Her books include Redevelopment and Race: Planning a Finer City in Postwar Detroit (Baltimore: Johns Hopkins University Press, 1997), Planning Progress: Lessons from Shoghi Effendi (Ottawa: Association for Bahá'í Studies, 1999), the co-edited (with Marsha Ritzdorf) Urban Planning and the African American Community: In the Shadows (Thousand Oaks, CA: Sage Publications, 1997), and the co-authored Detroit: Race and Uneven Development (Philadelphia: Temple University Press, 1987). She has published numerous articles and book chapters as well. She teaches classes in central-city planning, urban theory, and planning theory.
Dr. Thomas writes about diversification of the planning profession, planning history, and social equity in neighborhoods and urban revitalization. Recent research examined the implications of current research for urban policy in the state of Michigan, assessed the role of minority-race planners in the quest for a just city, explored the relationship between the concept of social equity and the civil rights movement, and examined the link between sustainability and social equity.

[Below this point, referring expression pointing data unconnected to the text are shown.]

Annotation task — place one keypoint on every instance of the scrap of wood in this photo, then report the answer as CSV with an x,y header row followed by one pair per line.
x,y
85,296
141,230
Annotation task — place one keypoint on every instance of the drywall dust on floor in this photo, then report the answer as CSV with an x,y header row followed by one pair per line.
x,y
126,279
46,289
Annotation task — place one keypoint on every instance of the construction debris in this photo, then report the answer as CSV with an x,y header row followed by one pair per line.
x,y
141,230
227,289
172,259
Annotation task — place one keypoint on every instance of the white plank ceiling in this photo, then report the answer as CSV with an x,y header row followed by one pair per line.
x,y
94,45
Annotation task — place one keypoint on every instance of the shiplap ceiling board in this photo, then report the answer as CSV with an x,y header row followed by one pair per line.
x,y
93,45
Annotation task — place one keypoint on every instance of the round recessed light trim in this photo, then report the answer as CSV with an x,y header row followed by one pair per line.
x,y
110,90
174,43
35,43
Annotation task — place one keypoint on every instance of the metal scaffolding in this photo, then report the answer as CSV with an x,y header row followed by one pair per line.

She continues to explore planning history, particularly in Detroit, through examination of the evolution of thinking about public housing.
She is the recipient of the Association of Collegiate Schools of Planning 1999 Paul Davidoff award - given every two years for the book which best represents the ideals of social justice and equity in U. S. urban planning - for her book Redevelopment and Race. Until 2007 she was a professor at Michigan State University in East Lansing, where she developed statewide initiatives to link urban planning services on campus with community development needs in several Michigan cities. She and her husband Richard, a historian, have two adult children. They are active members of the Bahá'í Faith, a belief system which has fueled their professional interests in promoting racial and international unity.